Realty share in FDI slumps to 1.94% between April ’09- December ’11

22 May 2012, PTI.

MUMBAI: Owing to global financial crisis, the foreign direct investment (FDI) in the real estate sector between April 2009 and December 2011 (Q1 FY10 and Q3 FY12) declined by a drastic 92 per cent, a recent survey says.

According to a survey by consultancy firm Knight Frank, FDI in real estate declined by 92 per cent and its share in total FDI shrunk from 16.83 per cent to 1.94 per cent during this period.

“Since 2005, 21 realty companies have raised Rs 213.06 billion through initial public offer ( IPO) and follow on public offer ( FPO). Of which Rs 145.74 bn or 68 per cent was raised alone in 2007, post the opening up of FDI in real estate sector. This route of raising money witnessed a slump in the immediate next year due to global financial crisis of 2008,” the survey said.

The bursting of the US housing bubble, which peaked in 2007, caused the values of securities tied to the US real estate pricing to plummet, damaging financial institutions globally.
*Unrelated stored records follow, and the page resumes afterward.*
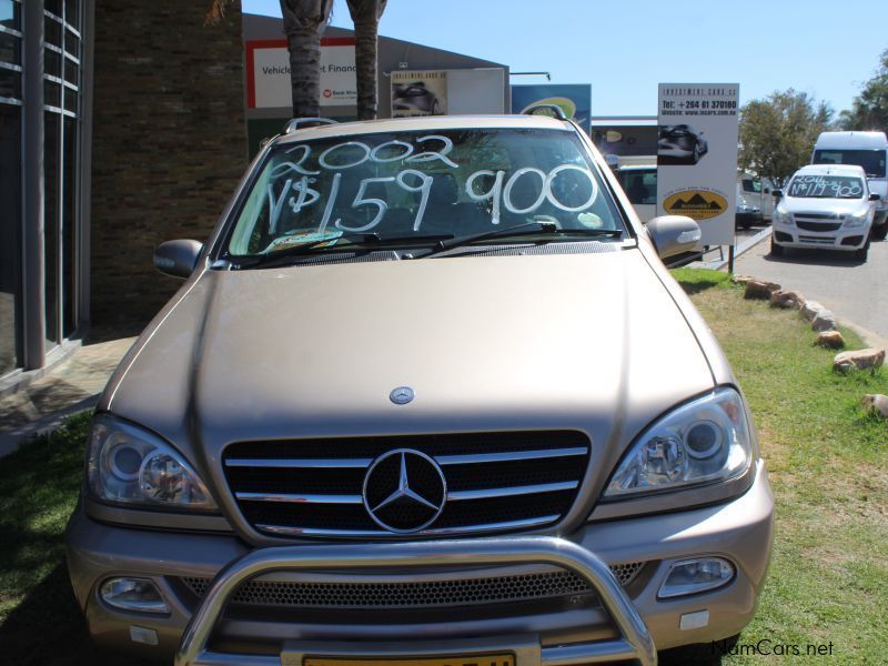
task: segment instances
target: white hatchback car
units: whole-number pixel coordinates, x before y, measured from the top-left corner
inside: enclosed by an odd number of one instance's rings
[[[803,167],[786,191],[775,194],[781,199],[774,211],[771,254],[783,254],[784,248],[826,248],[867,259],[872,202],[879,195],[869,192],[860,167]]]

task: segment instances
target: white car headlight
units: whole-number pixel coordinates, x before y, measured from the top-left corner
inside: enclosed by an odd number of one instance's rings
[[[605,497],[727,481],[751,464],[743,398],[723,387],[675,408],[648,427],[610,477]]]
[[[157,435],[108,414],[92,422],[87,482],[91,495],[101,502],[216,509],[206,486],[179,452]]]
[[[865,209],[845,218],[845,226],[862,226],[869,220],[869,210]]]
[[[778,209],[776,209],[774,211],[774,223],[775,224],[788,224],[788,225],[791,226],[793,225],[793,214],[778,208]]]

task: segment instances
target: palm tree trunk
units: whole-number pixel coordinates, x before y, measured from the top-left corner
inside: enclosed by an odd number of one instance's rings
[[[357,118],[374,120],[377,112],[376,60],[379,27],[386,0],[347,0],[354,22],[354,63],[357,83]]]
[[[281,0],[290,53],[293,118],[314,118],[321,113],[321,34],[332,6],[333,0]]]

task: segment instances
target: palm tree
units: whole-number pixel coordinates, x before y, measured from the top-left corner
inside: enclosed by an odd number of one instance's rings
[[[284,0],[281,0],[283,4]],[[357,119],[376,118],[376,46],[380,18],[387,0],[346,0],[354,22],[354,62],[357,78]]]
[[[290,52],[293,118],[320,115],[321,34],[332,8],[333,0],[281,0]]]

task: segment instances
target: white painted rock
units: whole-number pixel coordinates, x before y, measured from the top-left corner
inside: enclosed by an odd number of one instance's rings
[[[826,307],[820,305],[820,303],[818,303],[817,301],[805,301],[805,304],[801,306],[801,310],[799,312],[801,313],[801,316],[804,316],[809,322],[813,322],[814,317],[816,317],[817,313],[820,312],[821,310],[826,310]]]
[[[785,307],[787,310],[800,309],[805,304],[805,296],[789,289],[778,289],[770,293],[771,307]]]
[[[817,334],[817,340],[814,341],[814,344],[829,347],[830,350],[840,350],[845,346],[845,339],[838,331],[824,331]]]
[[[851,369],[866,370],[879,367],[885,363],[885,350],[867,349],[841,352],[833,360],[833,370],[847,372]]]
[[[888,418],[888,395],[881,393],[865,395],[860,405],[867,412],[875,412],[882,418]]]
[[[836,316],[829,310],[820,310],[811,322],[811,329],[817,331],[835,331]]]

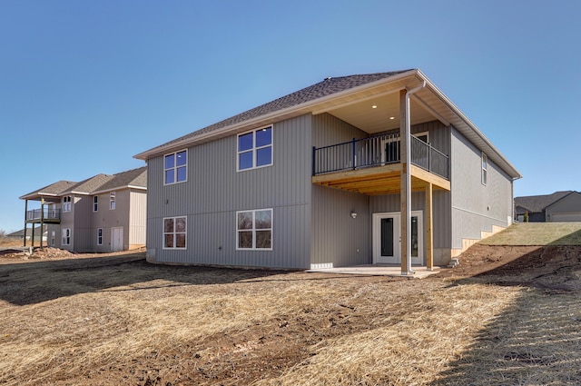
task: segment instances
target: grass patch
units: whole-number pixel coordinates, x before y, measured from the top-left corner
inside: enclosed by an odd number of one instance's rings
[[[579,310],[471,279],[5,262],[0,383],[579,384]]]
[[[581,223],[519,223],[494,234],[485,245],[581,245]]]

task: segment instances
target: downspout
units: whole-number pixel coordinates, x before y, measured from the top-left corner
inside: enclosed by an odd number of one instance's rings
[[[411,118],[409,114],[409,97],[426,87],[426,81],[416,88],[406,92],[406,260],[407,271],[402,275],[412,275],[411,269]],[[421,232],[419,229],[418,232]]]

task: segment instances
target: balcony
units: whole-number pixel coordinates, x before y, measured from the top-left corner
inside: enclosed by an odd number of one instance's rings
[[[427,183],[449,191],[449,157],[414,135],[410,149],[412,191],[423,191]],[[399,133],[313,148],[312,182],[369,195],[397,193],[400,155]]]
[[[56,208],[34,209],[26,211],[26,223],[60,223],[61,210]]]

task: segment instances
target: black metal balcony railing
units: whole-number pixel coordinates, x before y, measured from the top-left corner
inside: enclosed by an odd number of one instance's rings
[[[61,210],[53,208],[34,209],[32,211],[26,211],[26,221],[33,220],[60,220]]]
[[[411,163],[449,179],[449,157],[411,135]],[[312,174],[399,163],[399,134],[385,134],[342,144],[313,147]]]

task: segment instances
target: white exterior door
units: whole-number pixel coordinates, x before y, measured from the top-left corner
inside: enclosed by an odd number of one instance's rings
[[[123,227],[111,228],[111,251],[119,252],[123,250]]]
[[[421,211],[411,213],[411,263],[424,262]],[[373,263],[401,263],[401,214],[399,212],[373,213]]]

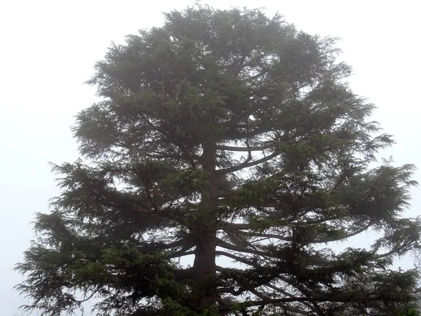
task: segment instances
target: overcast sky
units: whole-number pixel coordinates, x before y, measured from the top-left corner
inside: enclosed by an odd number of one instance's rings
[[[203,1],[204,3],[206,1]],[[421,166],[420,44],[415,0],[209,0],[218,8],[246,6],[275,11],[311,34],[342,39],[342,59],[354,67],[351,86],[378,110],[374,119],[399,144],[381,156]],[[33,237],[29,223],[47,211],[58,193],[48,162],[73,162],[74,115],[95,100],[83,83],[112,41],[159,26],[161,12],[192,1],[0,1],[0,312],[13,315],[22,299],[11,288],[12,271]],[[418,18],[418,19],[417,19]],[[420,173],[416,180],[420,180]],[[419,214],[421,190],[413,190],[410,216]],[[353,246],[367,242],[363,234]],[[410,268],[406,260],[399,263]]]

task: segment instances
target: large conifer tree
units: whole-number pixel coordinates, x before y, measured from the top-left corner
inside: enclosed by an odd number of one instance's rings
[[[393,140],[347,86],[334,39],[258,10],[165,17],[96,65],[102,100],[74,128],[82,159],[53,166],[62,193],[17,267],[27,308],[59,315],[91,296],[101,315],[410,307],[415,271],[390,268],[419,245],[419,221],[403,216],[414,168],[372,166]],[[368,230],[371,247],[330,248]]]

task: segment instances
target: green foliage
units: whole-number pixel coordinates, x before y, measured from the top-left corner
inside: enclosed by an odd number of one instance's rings
[[[61,194],[17,265],[27,310],[417,310],[417,271],[391,269],[420,247],[420,220],[404,216],[415,168],[372,167],[394,140],[347,84],[335,39],[259,10],[165,17],[113,44],[88,81],[102,100],[77,116],[81,158],[53,165]],[[330,248],[368,230],[370,249]]]

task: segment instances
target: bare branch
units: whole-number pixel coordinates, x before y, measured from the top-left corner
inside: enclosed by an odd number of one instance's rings
[[[266,157],[260,159],[258,160],[255,160],[253,162],[249,162],[247,159],[246,160],[246,162],[243,162],[242,164],[239,164],[238,166],[234,166],[230,168],[226,168],[225,169],[219,169],[216,171],[216,174],[217,175],[220,175],[220,174],[225,174],[225,173],[229,173],[231,172],[235,172],[235,171],[238,171],[239,170],[241,170],[245,168],[248,168],[250,166],[255,166],[256,164],[262,164],[265,162],[267,162],[268,160],[270,160],[274,157],[276,157],[276,156],[279,156],[280,154],[278,152],[274,152],[271,154],[269,154],[269,156],[267,156]]]
[[[248,152],[249,150],[252,152],[256,151],[262,151],[267,149],[269,149],[272,147],[272,145],[268,144],[265,146],[250,146],[250,147],[236,147],[236,146],[225,146],[225,145],[219,145],[216,147],[218,150],[227,150],[229,152]]]

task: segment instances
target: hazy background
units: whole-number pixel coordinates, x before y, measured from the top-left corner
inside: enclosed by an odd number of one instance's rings
[[[351,86],[377,105],[373,119],[399,144],[381,157],[421,166],[419,31],[417,1],[209,0],[218,8],[279,11],[298,29],[342,38],[342,59],[354,67]],[[206,3],[206,1],[203,1]],[[0,313],[13,315],[22,302],[11,288],[12,271],[33,237],[29,223],[46,211],[58,193],[48,162],[73,162],[74,115],[95,100],[83,83],[112,41],[159,26],[162,11],[191,1],[0,1]],[[420,173],[416,178],[421,180]],[[410,216],[417,216],[421,191],[413,190]],[[368,234],[353,240],[367,244]],[[412,267],[406,259],[399,265]]]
This had ripple effects on the Indian economy impacting the Indian real estate sector the most, it said.

The year 2008 had no new issues in the form of IPO/FPO while there was just one issue in 2009. In 2010, post the global crisis, the economy saw some support in terms of stronger UPA government at the centre which helped as many as five promoters to raise Rs 43.12 bn from the public through IPO/FPO route, it said.

However, 2011 witnessed a phenomenon of high property prices, high interest rate and low sales, the report said.

“Dismal corporate earnings growth coupled with a weak employment scenario impacted the realty industry. Funding avenues like IPOs, qualified institutional placement (QIP) and FDI, which were harnessed in the earlier years dried up,” it said.

As a leveraged balance sheet was strained amidst slowing sales, developers resorted to selling land, TDR and non-core assets and some even resorted to pledging promoter equity. Private equity (PE) and high net worth individuals (HNI) money also salvaged the position of the industry.

“Fate of fund flow through IPOs, QIP and PE is also similar. As a result, all hope is stemmed on revival in sales, which is imminent on either a robust economy or lower property price,” it said.